10 Minutes with Factor

Posted 2007-12-17…

Factor is a stack-oriented language, similar in that respect to Forth and Joy. I’ve played with both at one point or another, so when I recently ran across a reference to Factor in a recent interview with Zed Shaw, I thought I’d take a look. I’m always on the prowl for little esoteric languages, hoping to harvest new (or newly revised) approaches to software development.

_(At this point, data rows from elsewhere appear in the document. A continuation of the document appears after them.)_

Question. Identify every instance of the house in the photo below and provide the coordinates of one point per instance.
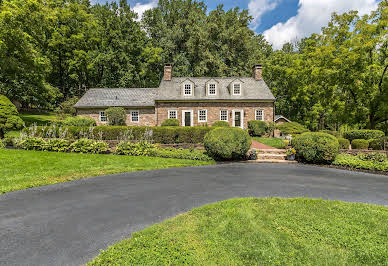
(193, 101)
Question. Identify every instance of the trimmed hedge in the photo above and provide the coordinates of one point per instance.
(316, 147)
(360, 144)
(225, 143)
(164, 135)
(171, 122)
(257, 128)
(344, 143)
(363, 134)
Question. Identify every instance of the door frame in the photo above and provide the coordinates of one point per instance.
(191, 117)
(234, 115)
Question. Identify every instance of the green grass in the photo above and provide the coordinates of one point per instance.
(273, 142)
(261, 232)
(25, 169)
(41, 119)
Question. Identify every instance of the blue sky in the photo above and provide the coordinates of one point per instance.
(281, 21)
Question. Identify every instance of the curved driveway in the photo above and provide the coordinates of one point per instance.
(69, 223)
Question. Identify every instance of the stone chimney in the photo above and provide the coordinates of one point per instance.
(257, 72)
(167, 72)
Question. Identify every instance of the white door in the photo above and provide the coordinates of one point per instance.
(187, 118)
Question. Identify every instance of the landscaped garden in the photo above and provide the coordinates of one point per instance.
(261, 232)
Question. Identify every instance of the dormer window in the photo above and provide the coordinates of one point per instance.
(237, 89)
(212, 89)
(187, 90)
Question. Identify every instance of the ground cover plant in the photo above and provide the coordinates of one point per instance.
(256, 231)
(374, 162)
(273, 142)
(20, 169)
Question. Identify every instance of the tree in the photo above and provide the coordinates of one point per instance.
(9, 118)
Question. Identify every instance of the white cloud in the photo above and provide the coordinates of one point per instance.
(312, 16)
(258, 7)
(141, 8)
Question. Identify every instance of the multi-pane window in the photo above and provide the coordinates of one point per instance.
(224, 115)
(259, 115)
(236, 89)
(134, 116)
(103, 117)
(187, 89)
(172, 114)
(212, 89)
(202, 115)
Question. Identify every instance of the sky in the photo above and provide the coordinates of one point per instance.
(280, 21)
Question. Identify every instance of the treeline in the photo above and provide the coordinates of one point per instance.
(51, 50)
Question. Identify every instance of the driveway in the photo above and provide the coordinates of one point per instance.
(67, 224)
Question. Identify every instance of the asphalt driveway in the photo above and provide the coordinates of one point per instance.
(67, 224)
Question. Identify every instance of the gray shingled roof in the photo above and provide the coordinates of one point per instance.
(123, 97)
(251, 89)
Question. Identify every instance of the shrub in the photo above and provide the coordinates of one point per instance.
(257, 128)
(9, 116)
(221, 124)
(77, 121)
(363, 134)
(135, 149)
(227, 143)
(316, 147)
(89, 146)
(378, 144)
(116, 116)
(172, 122)
(292, 128)
(360, 144)
(344, 143)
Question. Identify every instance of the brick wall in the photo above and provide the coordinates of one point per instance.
(147, 116)
(213, 110)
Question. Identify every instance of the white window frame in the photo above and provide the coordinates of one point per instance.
(199, 120)
(169, 114)
(234, 84)
(138, 116)
(227, 115)
(242, 117)
(102, 115)
(191, 117)
(215, 89)
(257, 115)
(184, 89)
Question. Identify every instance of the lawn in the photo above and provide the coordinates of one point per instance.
(41, 119)
(21, 169)
(273, 142)
(261, 232)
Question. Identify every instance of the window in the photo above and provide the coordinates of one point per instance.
(237, 89)
(187, 90)
(259, 115)
(172, 114)
(202, 115)
(224, 115)
(212, 89)
(134, 116)
(103, 117)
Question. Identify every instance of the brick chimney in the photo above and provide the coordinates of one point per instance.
(257, 72)
(167, 72)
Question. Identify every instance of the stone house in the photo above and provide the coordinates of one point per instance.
(193, 101)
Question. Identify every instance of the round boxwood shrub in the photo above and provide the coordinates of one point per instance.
(221, 124)
(227, 143)
(257, 128)
(171, 122)
(316, 147)
(360, 144)
(363, 134)
(116, 116)
(344, 143)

First of all, some caveats. I don’t know much about Factor yet, and I’ve never been successful at implementing anything worthwhile in any stack-oriented language (not that I’ve tried); my strengths mainly lie along the OOP and functional fronts, and I haven’t really hit the “Aha!” moment yet with stacks. I do, however, appreciate the syntactic simplicity and extensibility of the idea, and hope to get there soon.

Let’s get started.

Installing Factor

You can grab binary and source copies of Factor from the website here. Make sure you download an image file as well if you’re building from source.

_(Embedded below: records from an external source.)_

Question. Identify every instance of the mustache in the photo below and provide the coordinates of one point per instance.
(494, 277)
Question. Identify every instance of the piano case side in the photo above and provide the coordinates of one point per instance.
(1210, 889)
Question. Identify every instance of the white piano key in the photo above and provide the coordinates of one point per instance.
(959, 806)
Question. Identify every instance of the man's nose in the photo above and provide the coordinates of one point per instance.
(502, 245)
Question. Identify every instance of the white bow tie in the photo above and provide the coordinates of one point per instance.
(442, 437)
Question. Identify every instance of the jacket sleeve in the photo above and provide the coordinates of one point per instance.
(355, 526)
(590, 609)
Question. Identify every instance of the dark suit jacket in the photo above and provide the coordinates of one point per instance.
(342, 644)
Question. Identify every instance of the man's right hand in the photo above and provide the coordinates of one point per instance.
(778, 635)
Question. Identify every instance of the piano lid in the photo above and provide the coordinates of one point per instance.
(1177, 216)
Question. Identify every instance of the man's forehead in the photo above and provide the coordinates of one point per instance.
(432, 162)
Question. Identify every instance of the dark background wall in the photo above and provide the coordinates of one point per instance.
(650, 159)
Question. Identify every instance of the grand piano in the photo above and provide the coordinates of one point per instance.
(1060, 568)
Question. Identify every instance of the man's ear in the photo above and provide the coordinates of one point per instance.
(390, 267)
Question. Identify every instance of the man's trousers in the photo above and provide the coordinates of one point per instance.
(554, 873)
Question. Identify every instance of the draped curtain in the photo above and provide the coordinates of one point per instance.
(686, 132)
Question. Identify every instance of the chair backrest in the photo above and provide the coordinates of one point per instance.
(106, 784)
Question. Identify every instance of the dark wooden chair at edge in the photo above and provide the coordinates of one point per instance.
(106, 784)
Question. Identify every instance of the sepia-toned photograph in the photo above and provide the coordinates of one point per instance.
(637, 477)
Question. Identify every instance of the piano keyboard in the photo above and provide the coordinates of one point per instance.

You can also clone the Factor repository using git, with the standard disclaimers on stability.

The GUI

As crazy little esoteric languages go, Factor comes well-dressed… with a relatively simple, but powerful GUI for interactive hacking, debugging, and code/documentation browsing. It completely puts irb to shame, of course; though there has been some work in this direction in Ruby, it sure would be nice if something similar would come standard with the language. I’m not a big fan of big IDEs that do enough work for you that you forget how to do things yourself, but give me a little hacking console any day.

Basic Concepts

The basic concept of stack-oriented programming centers around manipulation of one or more stacks. In Factor this manipulation is done via words (that sit in _vocabularies_), and generally a single stack is used. Let’s try a simple example using the “+” word.

1 2 + .

The first thing you might notice is that ‘+’ comes at the end. This is called Reverse Polish Notation (RPN), and though it might seem a bit weird to those of us with infix operator leanings (and backwards to PN Schemers), it makes complete sense when you’re dealing with a stack.

Let’s break the example down, bit by bit.

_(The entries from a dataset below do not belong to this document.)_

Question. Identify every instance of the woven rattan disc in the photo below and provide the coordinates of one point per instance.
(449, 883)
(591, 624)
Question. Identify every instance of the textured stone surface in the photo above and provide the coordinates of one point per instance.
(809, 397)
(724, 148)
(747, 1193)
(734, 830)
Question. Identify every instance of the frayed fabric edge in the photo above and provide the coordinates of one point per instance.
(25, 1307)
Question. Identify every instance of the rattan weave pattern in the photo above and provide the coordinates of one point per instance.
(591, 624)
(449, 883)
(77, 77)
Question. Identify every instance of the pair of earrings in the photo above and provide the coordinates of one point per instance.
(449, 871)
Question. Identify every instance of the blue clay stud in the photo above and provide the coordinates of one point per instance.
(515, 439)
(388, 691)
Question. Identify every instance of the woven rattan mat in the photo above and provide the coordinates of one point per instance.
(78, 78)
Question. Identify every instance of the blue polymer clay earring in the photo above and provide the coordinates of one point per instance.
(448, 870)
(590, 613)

  1. ‘1’ is recognized as a number literal. It’s pushed onto the stack.
    • Stack looks like: 1
  2. ‘2’ is recognized as a number literal. It’s pushed onto the stack.
    • Stack looks like: 1 2
  3. ‘+’ isn’t recognized as a literal; it’s a word that’s found and executed. It pops off two items from the stack, adds them (just pretend how that happens is unimportant for the moment), and pushes the result on the stack.
    • Stack looks like: 3
  4. A single period pops off an item from the stack. Think of it as returning a value.